La autoconciencia que tenía Agnès Varda con respecto a su trabajo es realmente una locura, o tal vez un milagro, o las dos cosas, no sé. Es increíble que nos haya dejado esta película, este testimonio de su paso por el mundo, de su manera de pensar el arte, de hacerla y compartirla. En el vasto territorio de las autobiografías, no logro imaginar una más coherente, no sólo por su fidelidad al estilo de su autora, a su particular sentido del humor y de la belleza, sino porque carece, realmente, de toda solemnidad. Varda se ríe con nosotros de su propia muerte porque sabe que la vigencia de su obra crece con el tiempo, y que estará viva para siempre en la historia del cine, con su pequeño cuerpo de abuela y la potencia imparable de su creatividad. Pero todavía es más profundo que eso, porque esa sabiduría no es la que puede esperarse de alguien genial, que se para en el pedestal de la experiencia y el éxito –lo que estaría muy bien, porque ella tenía todo eso y lo merecía–, sino que encima nos reconforta, hablándonos desde la más lisa cercanía, como si nos dijera “tranquilos, muchachos del cine, que me voy, sí, pero también me quedo acá, con ustedes y en ustedes”.
Varda por Agnès se abre como una clase magistral, donde la directora cuenta a varios jóvenes detalles sobre sus primeras películas, sus métodos y desafíos, su amor por el documental, su tránsito al cine digital y, finalmente, a los circuitos del arte contemporáneo. Pero, fiel a sí misma, no mantiene un orden cronológico, sino que trabaja con un mecanismo de asociación libre, conectando sus reflexiones de forma casi caprichosa. Así, aparecen varios de sus cómplices, las personas que filmó y la acompañaron a lo largo de su vida, siempre en diálogo con ella y desde la más sencilla espontaneidad. Entonces, el disfrute de esta película no radica solamente en volver a visitar su obra, tan única y vital; también nos alivia ser testigos de la cantidad de amor de la que fue objeto, al poder constatar que tuvo esos abrazos, ese cariño que hubiéramos querido darle todos quienes fuimos profundamente marcados por sus películas, que nos dicen que es posible hacer arte con lo que tenemos alrededor, con lo que hay, y que la sensibilidad no tiene nada que ver con el dinero, y que lo que sale de uno mismo vale porque antes no existía, porque filmar es detener un tiempo que se va, que se ha ido, y que de otra manera nunca hubiera dejado huella.
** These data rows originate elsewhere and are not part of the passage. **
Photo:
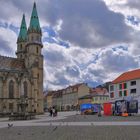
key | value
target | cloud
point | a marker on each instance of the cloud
(88, 23)
(7, 42)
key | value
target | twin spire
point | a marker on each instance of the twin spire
(33, 27)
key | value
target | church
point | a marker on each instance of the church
(22, 77)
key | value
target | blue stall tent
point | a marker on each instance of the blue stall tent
(89, 108)
(129, 106)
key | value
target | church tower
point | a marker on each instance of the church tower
(34, 59)
(22, 39)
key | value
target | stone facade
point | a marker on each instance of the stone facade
(67, 99)
(22, 77)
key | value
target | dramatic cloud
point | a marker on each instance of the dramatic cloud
(89, 41)
(88, 23)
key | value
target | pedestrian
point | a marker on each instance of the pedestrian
(53, 111)
(50, 110)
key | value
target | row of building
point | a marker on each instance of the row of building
(126, 86)
(71, 97)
Porque Varda tenía un modo muy hondo de filmar a la gente. Su respeto y fascinación genuinos por los demás son algo muy difícil de encontrar en un director de cine. No es esa la tradición masiva que quedó de la nouvelle vague, ni mucho menos; todavía no logramos que se discuta realmente la función social de la generación de imágenes, y cómo no alcanza con filmar sobre un tema, sino que lo que importa es cómo filmamos a las personas, desde qué lugar; en eso, ella sigue siendo vanguardia aun después de muerta, y esta película lo demuestra.
Agnès era todopoderosa: lograba hacer arte de altísimo nivel en términos compositivos y técnicos sin descuidar, ni un segundo, la calidad humana de sus proyectos, la dimensión de vida que tiene la factura del cine, su condición colectiva y política. En este trabajo, de algún modo, se hace cargo de que la guerra y la violencia quedaron casi fuera del campo de sus películas, y monta una secuencia de material de archivo que está entre lo más desgarrador que he visto últimamente, porque contiene el dolor de reconocer que hay formas de representación de la realidad que no hacen más que reproducir hasta el infinito ese horror y esa violencia, sin ninguna capacidad de transformarlos en otra cosa. Por eso tu partida, Agnès, duele tanto, porque sabías cambiar el mundo. Aquí nos queda tu último aporte, pequeño y frágil pero eterno, como un granito de arena.